KelvinYang0320 commented 2 years ago

@ManosMagnus @tsampazk At the end of last year, GoalEnv has been removed from Gym. I think there are two alternative solutions:

  1. Deepbots can still inherit GoalEnv by pip install gym-robotics, but users will need to install gym-robotics when installing deepbots.
  2. We can copy/modify their GoalEnv and integrate it with deepbots without installing gym-robotics. https://github.com/Farama-Foundation/Gym-Robotics/blob/main/gym_robotics/core.py

What do you think?

tsampazk commented 2 years ago

This is quite tricky i think. On the one hand, we very much prefer not to introduce any additional dependencies to the framework. Especially for a library that will be or is used by very specific use cases and not universally. On the other hand, i think that it is not proper and we shouldn't just copy the existing GoalEnv from the gym-robotics library.

@KelvinYang0320 is this actually needed for the panda example? Or any other current example? Edit: I think i remember that some implementations of RL algorithms require GoalEnv and that's why we started working on it, right?

KelvinYang0320 commented 2 years ago

@KelvinYang0320 is this actually needed for the panda example? Or any other current example?

I think GoalEnv is quite useful for our robotic tasks as I mentioned here. I have made a Panda-GoalEnv draft PR to check these features.

  1. Goal-compatible observation space
    • observation, desired_goal, and achieved_goal
  2. compute_reward(achieved_goal, desired_goal, info)
    • Our get_reward(action) is actually not that suitable for robotics control task.

Another example is that Panda-gym v2.0.1 works with gym-robotics.GoalEnv.

Yes, HER requires the environment to inherits from gym.GoalEnv in SB3. However, it seems that they are fixing that now.

tsampazk commented 2 years ago

Alright thanks for the information!

1. Deepbots can still inherit GoalEnv by `pip install gym-robotics`, but users will need to install `gym-robotics` when installing `deepbots`.

I thought about the additional dependency on gym-robotics. Using this would mean adding additional inheritance to some gym-robotics class that includes GoalEnv. I will need some time to look into this further in detail, so i think we can put this on hold for a while and focus on the fixes regarding deepworlds. Unless you have a clear idea on what we can do specifically, so we can discuss it.

KelvinYang0320 commented 2 years ago

@tsampazk I agree to put this on hold. 👌 Check this https://github.com/openai/gym/issues/2456 about the robotics environments.
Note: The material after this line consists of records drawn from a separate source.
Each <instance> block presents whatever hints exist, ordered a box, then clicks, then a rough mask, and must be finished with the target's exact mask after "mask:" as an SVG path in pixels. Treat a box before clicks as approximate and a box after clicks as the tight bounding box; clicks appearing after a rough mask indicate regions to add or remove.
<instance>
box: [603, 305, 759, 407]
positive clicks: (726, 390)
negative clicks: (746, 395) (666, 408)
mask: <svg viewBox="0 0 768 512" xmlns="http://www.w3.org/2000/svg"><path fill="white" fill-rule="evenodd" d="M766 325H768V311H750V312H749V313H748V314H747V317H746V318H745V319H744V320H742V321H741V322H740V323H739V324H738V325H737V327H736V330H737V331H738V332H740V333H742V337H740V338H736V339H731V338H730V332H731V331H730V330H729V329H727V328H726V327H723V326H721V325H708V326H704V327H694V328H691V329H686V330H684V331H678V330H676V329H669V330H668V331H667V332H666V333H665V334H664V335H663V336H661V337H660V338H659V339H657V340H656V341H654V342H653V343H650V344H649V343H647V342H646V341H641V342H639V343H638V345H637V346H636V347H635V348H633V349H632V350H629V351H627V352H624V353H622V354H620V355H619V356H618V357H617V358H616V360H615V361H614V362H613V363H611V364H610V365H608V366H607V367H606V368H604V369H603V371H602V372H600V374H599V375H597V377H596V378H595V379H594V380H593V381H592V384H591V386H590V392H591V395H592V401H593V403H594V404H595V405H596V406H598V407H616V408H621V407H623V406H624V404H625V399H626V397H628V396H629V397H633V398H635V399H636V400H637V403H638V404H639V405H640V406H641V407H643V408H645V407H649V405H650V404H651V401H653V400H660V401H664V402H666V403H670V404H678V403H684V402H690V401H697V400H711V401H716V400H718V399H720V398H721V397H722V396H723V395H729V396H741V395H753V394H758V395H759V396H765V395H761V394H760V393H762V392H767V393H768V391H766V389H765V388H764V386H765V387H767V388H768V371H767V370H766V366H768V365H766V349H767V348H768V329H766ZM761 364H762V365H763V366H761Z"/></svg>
My goal is to make all the environments inside Gym itself good general purpose benchmarks suitable that someone new to the field of reinforcement learning can look at and say "okay, there's are the things everyone uses that I should play with and understand."

tsampazk commented 2 years ago

Yeah i skimmed through that issue and discussion and followed a couple of links, but it started to look like a long rabbit hole of links and discussions and just stopped myself. :P

That quote is a really really good summary of gym's mission, but i'm not exactly sure what that means for us, being a framework for a robotic simulator. I guess we'll see in the future.

KelvinYang0320 commented 1 year ago

@tsampazk I think we can move this issue to Pre-release 0.2.1-dev0 or close it. What do you think?

tsampazk commented 1 year ago

Yes @KelvinYang0320, it seems to still be an open issue, i think that we can move it to the pre-release.